Zero Waste Tu B'shevat

(יט) כִּי תָצוּר אֶל עִיר יָמִים רַבִּים לְהִלָּחֵם עָלֶיהָ לְתָפְשָׂהּ לֹא תַשְׁחִית אֶת עֵצָהּ לִנְדֹּחַ עָלָיו גַּרְזֶן כִּי מִמֶּנּוּ תֹאכֵל וְאֹתוֹ לֹא תִכְרֹת כִּי הָאָדָם עֵץ הַשָּׂדֶה לָבֹא מִפָּנֶיךָ בַּמָּצוֹר. (כ) רַק עֵץ אֲשֶׁר תֵּדַע כִּי לֹא עֵץ מַאֲכָל הוּא אֹתוֹ תַשְׁחִית וְכָרָתָּ וּבָנִיתָ מָצוֹר עַל הָעִיר אֲשֶׁר הִוא עֹשָׂה עִמְּךָ מִלְחָמָה עַד רִדְתָּהּ.

(19) When you besiege a city for a long time, making war against it to take it, you shall not destroy its trees by wielding an axe against them; for you will eat from them, but you shall not cut them down - for is the tree of the field man, that it should be besieged by you? (20) Only the trees of which you know that are not trees for food, them you may destroy and cut down, so that you build bulwarks against the city that makes war with thee, until it fall.

The Book of Deuteronomy (literally "second law" from Greek deuteros + nomos[1]) is the fifth book of the Jewish Torah, where it is called Devarim (Heb. דברים), "the words [of Moses]".

Rambam, Mishneh Torah, Laws of Kings 6:10

Translation Original
Not only one who cuts down a fruit tree, but anyone who destroys household goods, tears clothing, demolishes a building stops up a spring, or ruins food deliberately, violates the prohibition of Bal Tashchit,‘do not destroy.' [Translation by Big Green Jewish]
ולא האילנות בלבד, אלא כל המשבר כלים, וקורע בגדים, והורס בניין, וסותם מעיין, ומאבד מאכלות דרך השחתה-- עובר ב”לא תשחית”

Moses ben Maimon, commonly known as Maimonides (/maɪˈmɒnɪdiːz/ my-MON-i-deez)[note 1] and also referred to by the acronym Rambam,[note 2] was a medieval Sephardic Jewish philosopher who became one of the most prolific and influential Torah scholars of the Middle Ages.

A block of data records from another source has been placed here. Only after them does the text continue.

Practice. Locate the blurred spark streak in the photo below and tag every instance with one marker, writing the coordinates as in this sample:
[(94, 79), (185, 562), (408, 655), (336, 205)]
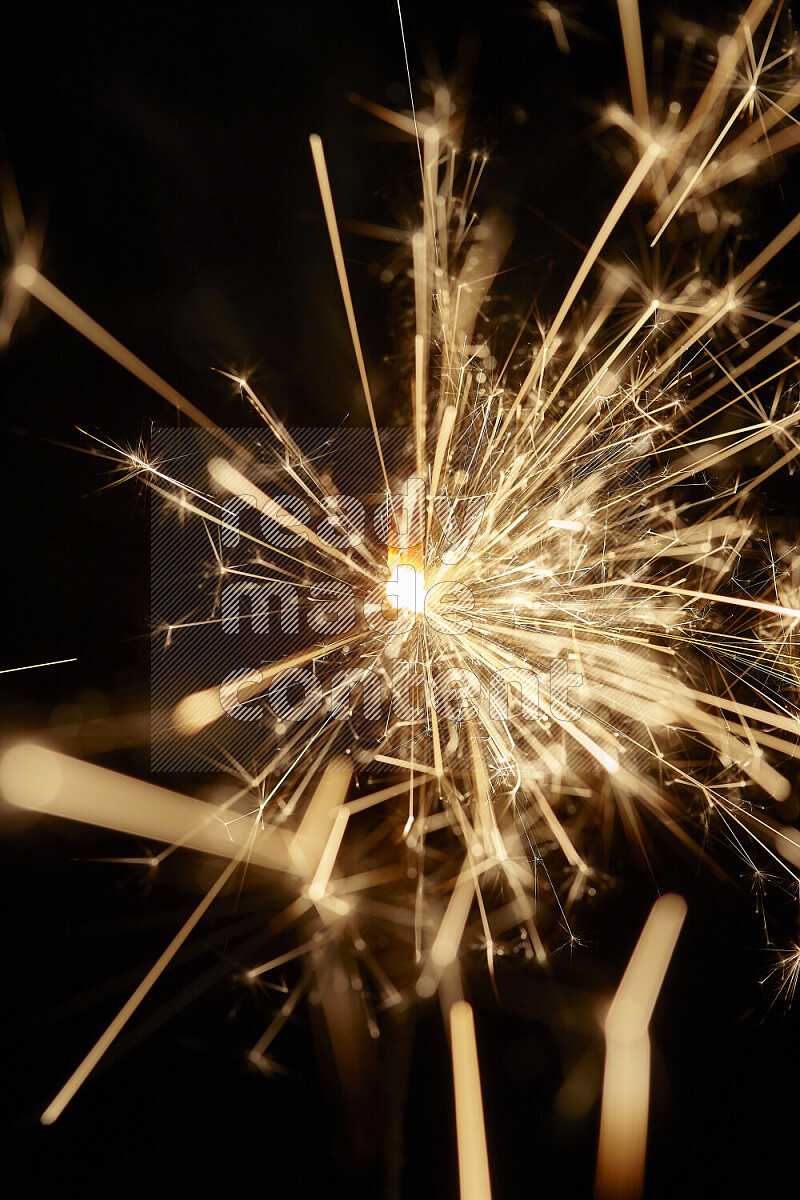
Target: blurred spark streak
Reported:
[(626, 1080), (54, 1110), (35, 666), (629, 17), (470, 1132), (320, 167)]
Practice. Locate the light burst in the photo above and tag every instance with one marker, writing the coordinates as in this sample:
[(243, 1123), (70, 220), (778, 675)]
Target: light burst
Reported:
[(584, 618)]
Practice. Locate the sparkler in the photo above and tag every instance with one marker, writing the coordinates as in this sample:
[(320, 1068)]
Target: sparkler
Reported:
[(593, 623)]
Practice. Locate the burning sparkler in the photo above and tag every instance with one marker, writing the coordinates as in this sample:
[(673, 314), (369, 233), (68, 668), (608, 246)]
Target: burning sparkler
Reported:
[(570, 613)]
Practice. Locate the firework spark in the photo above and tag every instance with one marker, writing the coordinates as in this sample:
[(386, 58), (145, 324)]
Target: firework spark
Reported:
[(578, 616)]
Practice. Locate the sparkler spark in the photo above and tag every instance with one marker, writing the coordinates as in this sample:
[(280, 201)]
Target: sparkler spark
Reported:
[(578, 615)]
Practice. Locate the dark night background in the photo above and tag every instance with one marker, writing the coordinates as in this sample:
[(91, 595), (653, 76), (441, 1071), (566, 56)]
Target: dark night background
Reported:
[(164, 150)]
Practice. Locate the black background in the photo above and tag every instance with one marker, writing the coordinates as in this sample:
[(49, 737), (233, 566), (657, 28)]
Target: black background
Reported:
[(166, 153)]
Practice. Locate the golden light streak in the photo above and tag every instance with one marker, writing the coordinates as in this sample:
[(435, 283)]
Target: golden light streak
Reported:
[(318, 155), (473, 1155), (35, 666), (54, 1110), (626, 1080), (629, 16)]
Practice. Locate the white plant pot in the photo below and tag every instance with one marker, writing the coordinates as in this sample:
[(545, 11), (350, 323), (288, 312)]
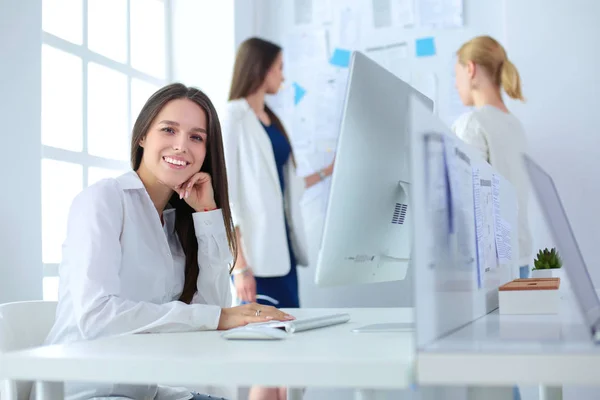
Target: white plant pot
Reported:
[(552, 273)]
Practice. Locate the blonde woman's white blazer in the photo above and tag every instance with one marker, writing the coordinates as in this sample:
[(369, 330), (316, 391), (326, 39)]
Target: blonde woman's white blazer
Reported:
[(257, 204)]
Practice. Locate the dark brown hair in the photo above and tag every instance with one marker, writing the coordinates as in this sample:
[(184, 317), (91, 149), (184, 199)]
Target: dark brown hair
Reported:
[(254, 58), (214, 165)]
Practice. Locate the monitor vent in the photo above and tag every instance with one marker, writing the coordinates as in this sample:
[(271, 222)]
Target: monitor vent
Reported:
[(399, 214)]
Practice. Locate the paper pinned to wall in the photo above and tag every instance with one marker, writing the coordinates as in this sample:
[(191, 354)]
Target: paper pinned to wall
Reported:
[(440, 13), (382, 13), (425, 47), (303, 12), (322, 12), (346, 29), (340, 58), (305, 48), (404, 12), (329, 99), (502, 228), (299, 92)]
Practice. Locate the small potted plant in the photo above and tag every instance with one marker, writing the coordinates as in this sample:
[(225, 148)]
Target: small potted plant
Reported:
[(548, 265)]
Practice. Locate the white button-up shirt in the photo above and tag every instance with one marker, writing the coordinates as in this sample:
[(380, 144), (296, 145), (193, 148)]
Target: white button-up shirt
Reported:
[(122, 272)]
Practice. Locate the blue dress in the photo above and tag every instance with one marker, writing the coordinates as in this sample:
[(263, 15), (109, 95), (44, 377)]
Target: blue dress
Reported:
[(282, 289)]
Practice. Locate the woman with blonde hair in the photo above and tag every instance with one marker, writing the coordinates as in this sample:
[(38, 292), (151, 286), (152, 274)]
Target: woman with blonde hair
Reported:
[(483, 70)]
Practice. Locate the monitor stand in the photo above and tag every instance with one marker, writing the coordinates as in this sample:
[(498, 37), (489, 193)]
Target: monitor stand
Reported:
[(389, 327)]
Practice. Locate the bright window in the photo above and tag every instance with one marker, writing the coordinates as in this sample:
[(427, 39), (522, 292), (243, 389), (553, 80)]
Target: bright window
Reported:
[(101, 61)]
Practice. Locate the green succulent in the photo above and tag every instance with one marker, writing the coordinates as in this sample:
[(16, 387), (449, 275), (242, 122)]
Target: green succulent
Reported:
[(547, 259)]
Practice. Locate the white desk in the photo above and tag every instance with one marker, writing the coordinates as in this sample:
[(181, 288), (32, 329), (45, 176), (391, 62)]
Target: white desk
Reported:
[(327, 357), (552, 350)]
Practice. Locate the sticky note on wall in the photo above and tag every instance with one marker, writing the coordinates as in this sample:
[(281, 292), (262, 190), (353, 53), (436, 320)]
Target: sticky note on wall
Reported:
[(299, 93), (425, 47), (340, 58)]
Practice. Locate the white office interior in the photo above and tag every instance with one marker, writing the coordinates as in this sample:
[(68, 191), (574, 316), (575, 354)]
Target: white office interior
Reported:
[(551, 42)]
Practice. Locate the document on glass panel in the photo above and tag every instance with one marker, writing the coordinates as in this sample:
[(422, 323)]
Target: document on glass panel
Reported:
[(488, 233), (478, 225), (502, 228), (438, 204), (461, 192)]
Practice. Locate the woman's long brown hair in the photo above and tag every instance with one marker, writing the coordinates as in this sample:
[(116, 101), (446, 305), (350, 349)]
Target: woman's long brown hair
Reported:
[(254, 58), (214, 165)]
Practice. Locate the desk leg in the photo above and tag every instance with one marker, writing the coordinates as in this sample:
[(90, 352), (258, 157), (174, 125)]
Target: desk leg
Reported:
[(295, 393), (8, 390), (490, 393), (550, 393), (49, 390), (364, 394)]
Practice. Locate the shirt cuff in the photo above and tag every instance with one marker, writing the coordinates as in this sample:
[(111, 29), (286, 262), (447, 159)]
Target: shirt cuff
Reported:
[(206, 316), (209, 221)]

Rabbi Samson Raphael Hirsch, Horev 397-398

The prohibition of purposeless destruction of food trees around a besieged city is only to be taken as an example of general wastefulness. Under the concept of ‘you shall not destroy,’ the purposeless destruction of anything at all is to be forbidden, so that our text becomes the most comprehensive warning to human beings not to misuse the position that God has given them as masters of the world and its matter, to capricious, passionate, or merely thoughtless wasteful destruction of anything on earth. Only for wise use has God laid the world at our feet when God said to humankind, “...fill the earth and master it; and rule...” (Genesis 1:28)

Rabbi Samson Raphael Hirsch (June 20, 1808 – December 31, 1888) was a German Orthodox rabbi best known as the intellectual founder of the Torah im Derech Eretz school of contemporary Orthodox Judaism.